Provided they meet certain nominal requirements, owners may subtract their home office costs from their taxable earnings. This deduction applies not only to space devoted to office work, but also to a workshop or any other home workspace you use for your rental business. This is true whether you own your house or apartment or are a renter.

7. Staff and Independent Contractors

Whenever you hire anybody to perform services for your rental activity, you can take their salary as a rental business expense. This is so whether the employee is a worker (as an example, a resident chief) or an independent contractor (as an example, a mend person).

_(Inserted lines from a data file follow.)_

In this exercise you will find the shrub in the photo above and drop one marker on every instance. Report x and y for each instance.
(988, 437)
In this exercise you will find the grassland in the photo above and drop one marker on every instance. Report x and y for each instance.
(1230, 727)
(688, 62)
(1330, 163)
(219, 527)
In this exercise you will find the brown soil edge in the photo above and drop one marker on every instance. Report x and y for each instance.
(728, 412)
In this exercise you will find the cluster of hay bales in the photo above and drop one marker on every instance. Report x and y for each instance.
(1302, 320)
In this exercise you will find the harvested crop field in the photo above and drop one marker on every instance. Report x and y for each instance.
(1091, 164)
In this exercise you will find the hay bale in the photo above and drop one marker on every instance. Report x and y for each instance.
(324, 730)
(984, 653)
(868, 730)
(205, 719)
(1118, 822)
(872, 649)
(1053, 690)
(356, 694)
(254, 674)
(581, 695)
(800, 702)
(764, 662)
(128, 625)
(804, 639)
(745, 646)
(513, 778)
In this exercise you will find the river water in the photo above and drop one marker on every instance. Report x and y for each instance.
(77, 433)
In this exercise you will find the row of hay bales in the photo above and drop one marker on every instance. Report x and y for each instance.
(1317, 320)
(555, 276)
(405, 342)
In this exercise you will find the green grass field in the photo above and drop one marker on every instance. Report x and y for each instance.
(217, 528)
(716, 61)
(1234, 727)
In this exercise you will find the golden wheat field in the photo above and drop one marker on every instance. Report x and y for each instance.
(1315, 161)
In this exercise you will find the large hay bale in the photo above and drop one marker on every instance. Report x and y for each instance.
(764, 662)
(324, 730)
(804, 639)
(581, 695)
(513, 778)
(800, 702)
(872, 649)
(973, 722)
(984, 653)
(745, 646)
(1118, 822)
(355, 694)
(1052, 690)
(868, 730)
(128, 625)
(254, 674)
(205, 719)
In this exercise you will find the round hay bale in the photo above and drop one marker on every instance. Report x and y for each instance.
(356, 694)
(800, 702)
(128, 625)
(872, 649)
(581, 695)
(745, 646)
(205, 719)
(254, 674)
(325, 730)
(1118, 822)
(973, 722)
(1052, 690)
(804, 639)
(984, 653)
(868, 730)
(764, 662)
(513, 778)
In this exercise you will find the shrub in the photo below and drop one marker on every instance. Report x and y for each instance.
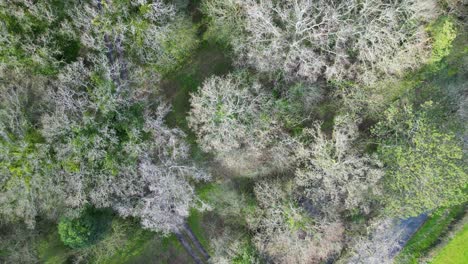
(85, 230)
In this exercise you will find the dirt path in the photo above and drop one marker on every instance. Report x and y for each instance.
(192, 245)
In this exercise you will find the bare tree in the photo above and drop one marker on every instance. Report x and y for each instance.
(116, 157)
(286, 234)
(337, 40)
(233, 118)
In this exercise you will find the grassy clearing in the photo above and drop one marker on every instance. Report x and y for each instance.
(455, 252)
(429, 235)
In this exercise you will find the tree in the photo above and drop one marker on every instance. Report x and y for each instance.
(235, 119)
(333, 175)
(285, 233)
(336, 40)
(117, 150)
(28, 44)
(27, 182)
(84, 230)
(424, 161)
(153, 34)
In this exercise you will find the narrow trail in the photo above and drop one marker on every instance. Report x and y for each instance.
(192, 245)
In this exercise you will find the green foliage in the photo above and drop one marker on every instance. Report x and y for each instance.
(179, 45)
(429, 234)
(29, 44)
(443, 32)
(455, 252)
(248, 254)
(425, 166)
(85, 230)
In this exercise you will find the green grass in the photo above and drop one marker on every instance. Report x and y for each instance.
(195, 222)
(428, 235)
(456, 251)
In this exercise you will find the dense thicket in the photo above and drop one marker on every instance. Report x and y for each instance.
(256, 131)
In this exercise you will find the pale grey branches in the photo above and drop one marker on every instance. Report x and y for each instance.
(336, 40)
(233, 118)
(286, 233)
(333, 175)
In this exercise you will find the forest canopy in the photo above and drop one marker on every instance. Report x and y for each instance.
(229, 131)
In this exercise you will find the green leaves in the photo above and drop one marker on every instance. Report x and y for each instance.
(84, 230)
(425, 166)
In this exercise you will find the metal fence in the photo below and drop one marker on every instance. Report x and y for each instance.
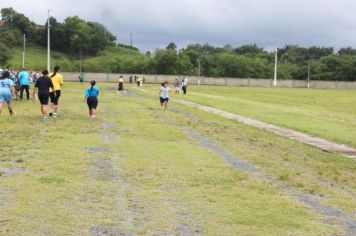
(194, 80)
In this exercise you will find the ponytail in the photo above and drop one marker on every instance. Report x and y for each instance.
(56, 69)
(92, 83)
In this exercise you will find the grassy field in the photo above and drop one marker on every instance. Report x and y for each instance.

8. Casualty and Burglary Losses

If your rental property is damaged or destroyed from a unexpected event like a fire or flood, you may just be able to obtain a tax reduction for any part of your loss. These types of losses are called casualty losses. You usually won't be in a position to take the whole value of property damaged or destroyed by a casualty. How much you can subtract relies upon how much of your property was demolished and whether the loss was covered by insurance.

9. Insurance

You can take the premiums you pay for almost any insurance for your rental activity. This includes fire, theft, and flood insurance for rental property, as well as owner responsibility insurance. And if you have workers, you can take the cost of their health and employees? Compensation insurance.

10. Legal and Pro Services

Eventually,. You can subtract fees that you pay to lawyers, accountants, property management firms, real-estate investment counsels, and other execs. You can deduct these costs as operating costs as long as the costs are paid for work related to your rental activity.

Did You Know?

Do you know that:

- Landlords can greatly increase the depreciation deductions they receive the initial few years they own rental property by utilizing segmented depreciation.
- Considered planning can allow you to take, in a single year, the price of improvements to rental property that you would instead have to subtract over 27.5 years.
- You can hire out a vacation home tax-free, in a few cases.
- Most small landlords can take up to $25,000 in rental property losses annually.
- A special tax rule permits some owners to take 100% of their rental property losses each year, regardless of how much.
- Folk who hire property to their family or friends can lose nearly all of their tax deductions.

If you didn't know any one of these facts, you could be paying far more tax than you need to. As usual, be absolutely sure to check with your tax confidant or tax pro.

[Author's note: View our new Better Business Bureau review.]